In 1945, Landis crossed the country in a 1940 Buick sedan. He reached Los Angeles and turned left on the old El Camino Real. At South Del Mar, where the hill slopes down to Carmel Valley Road, he saw "Torrey Pines (state reserve), Sorrento Valley, whitecaps on a blue-blue ocean, and La Jolla off in the distance. God! It was gorgeous!
"I had no job waiting for me, just pure faith that something good would happen." Landis got work at the Union-Tribune and eventually became manager of advertising.
Landis, deLannoy, their wives Gini and Lois, and Norman Johnson founded the Footlights Theatre in 1947. For a while, it was the only local theater in San Diego, since the Navy requisitioned the Old Globe as a hospital annex and wouldn't remove the clinic and cots for some time.
Footlights produced seven shows a year, for seven years, in the 700-seat Roosevelt School Auditorium north of the zoo on Park. Their inaugural show commemorated their first Broadway experience: Wilder's Skin of Our Teeth. Since there were no national touring productions in those days, Broadway released the rights to plays one year after they opened. "We did them as soon as we could, and the New York promotion helped sell tickets."
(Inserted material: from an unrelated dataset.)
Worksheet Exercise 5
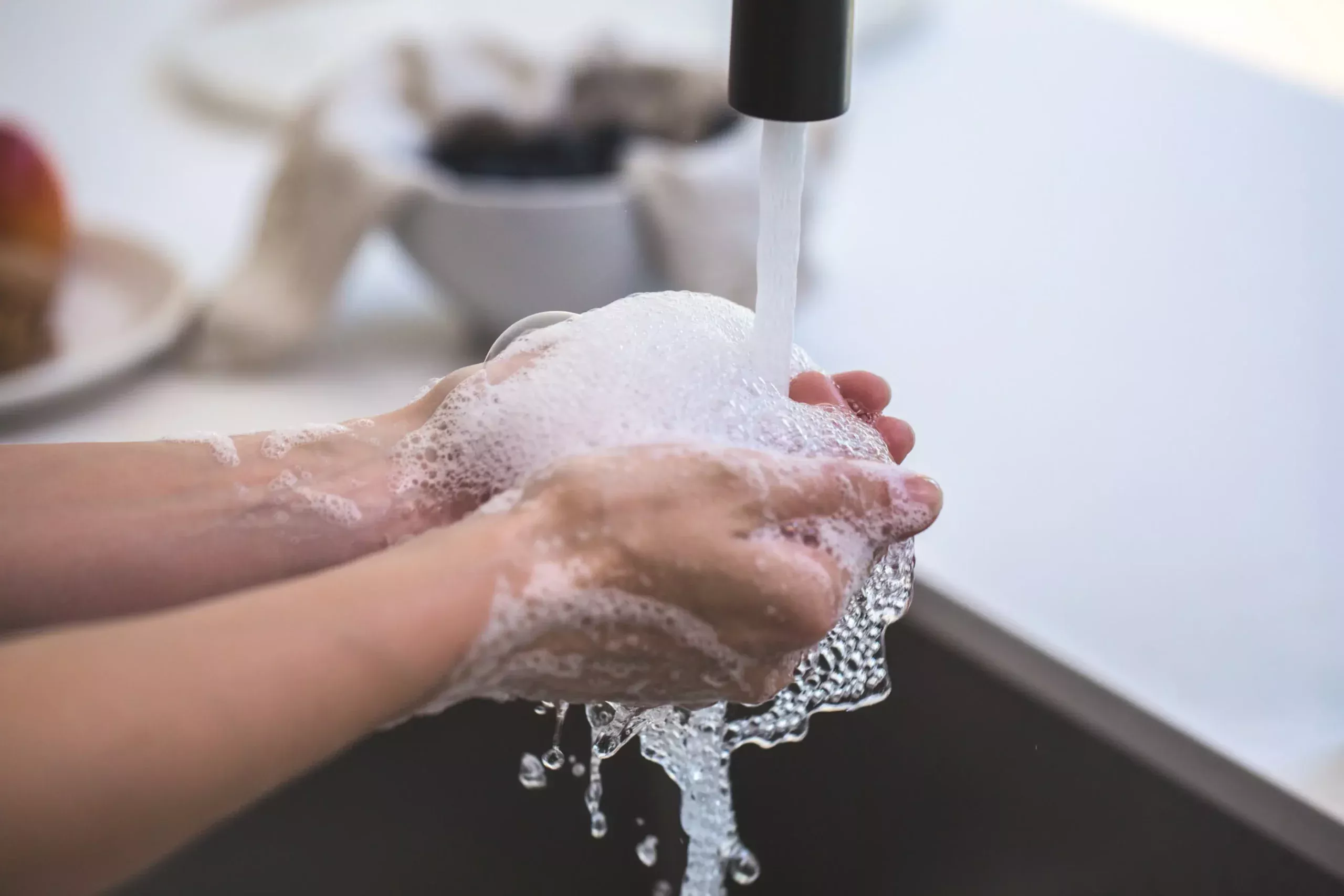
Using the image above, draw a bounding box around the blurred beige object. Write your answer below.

Ask people who saw Footlights to name their favorite show, and two things happen: five-decade-old memories spring to life, and few can choose one. Candidates include Dark of the Moon, Joan of Lorraine, Pygmalion, or The Man Who Came to Dinner.
In the early '50s, Landis and deLannoy dreamed of buying an acre in Mission Valley and a Quonset hut -- "a big one, seat 200, maybe 250" -- at war surplus. They'd open a theater amid the dairy farms. But in 1953, a new summer company in San Diego -- the La Jolla Playhouse -- acquired the latest Broadway releases. "Our source dried up. In essence, the La Jolla Playhouse put us out of business. I don't blame them. We were worn out, and it was time to fold our tents."
Along with being a loyal Charger fan -- do NOT speak ill of the Bolts in his presence! -- Robert Landis remains an unconditional lover of theater. When he retired from the Union in 1982, he joined Project Vanguard in Point Loma, where he directed, acted, and had five of his plays produced. His subjects range from Chekhov (Anton's Lovers) to presidential dirty tricks (The Illusion Factory). The Canaris Enigma, about spymasters in London and Berlin in WWII, came from his experiences in the war.
In February 2007, Landis expressed his passion for play-making once again. Vanguard staged his Au Revoir, Cyrano, a Play with Music -- 60 years, almost to the day, after the founding of Footlights Theatre.